Cartas oceánicas

Ilusión óptica

El poder temporal del futbol modifica la realidad de sus pueblos. Guatemala sometió durante noventa minutos a Estados Unidos, pero al día siguiente, todo seguía igual: el inmigrante se llevará un buen recuerdo del partido en el morral, pero el magnífico resultado del partido no evitará que emigre. Lo que su selección consiguió en un momento, al ciudadano guatemalteco puede costarle una vida. Las victorias grandes de países pequeños, son el maná del juego, y si esos triunfos vienen adobados por un componente social, mucho mejor. El negocio de FIFA consiste en distorsionar la realidad. De ahí que en países subdesarrollados, FIFA haya cobrado tanta influencia, y sus selecciones nacionales adquieran poderes curativos. El conflicto surge cuando el aficionado pretende que su selección modifique el estado de las cosas: que ejerza de país, defienda la patria y los derechos de la gente.
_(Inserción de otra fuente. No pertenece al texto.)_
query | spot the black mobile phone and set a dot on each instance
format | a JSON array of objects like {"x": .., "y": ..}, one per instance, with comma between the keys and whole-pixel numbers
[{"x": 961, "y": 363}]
La única selección que provocó un ligero contagio en la moral de su pueblo cambiando el curso de la historia, fue la Alemania del 54, campeona mundial en la posguerra. Que el futbol de selecciones nacionales sirve para dar esperanzas, honor y progreso a los pueblos, es una aberrante idea que la nueva cultura de FIFA, sus afiliados y los medios, debemos desechar. Al final del partido en Guatemala, David Faitelson escribió que Estados Unidos había perdido ante un “cualquiera” en lo futbolístico. Su opinión causó indignación en la competitiva federación guatemalteca, cuyo ex presidente y su secretario general —que además era magistrado en la Corte Constitucional de Guatemala—, siguen arrestados en Estados Unidos acusados de crimen organizado. Los directivos de futbol cruzan las fronteras sin el valor de tantos inmigrantes.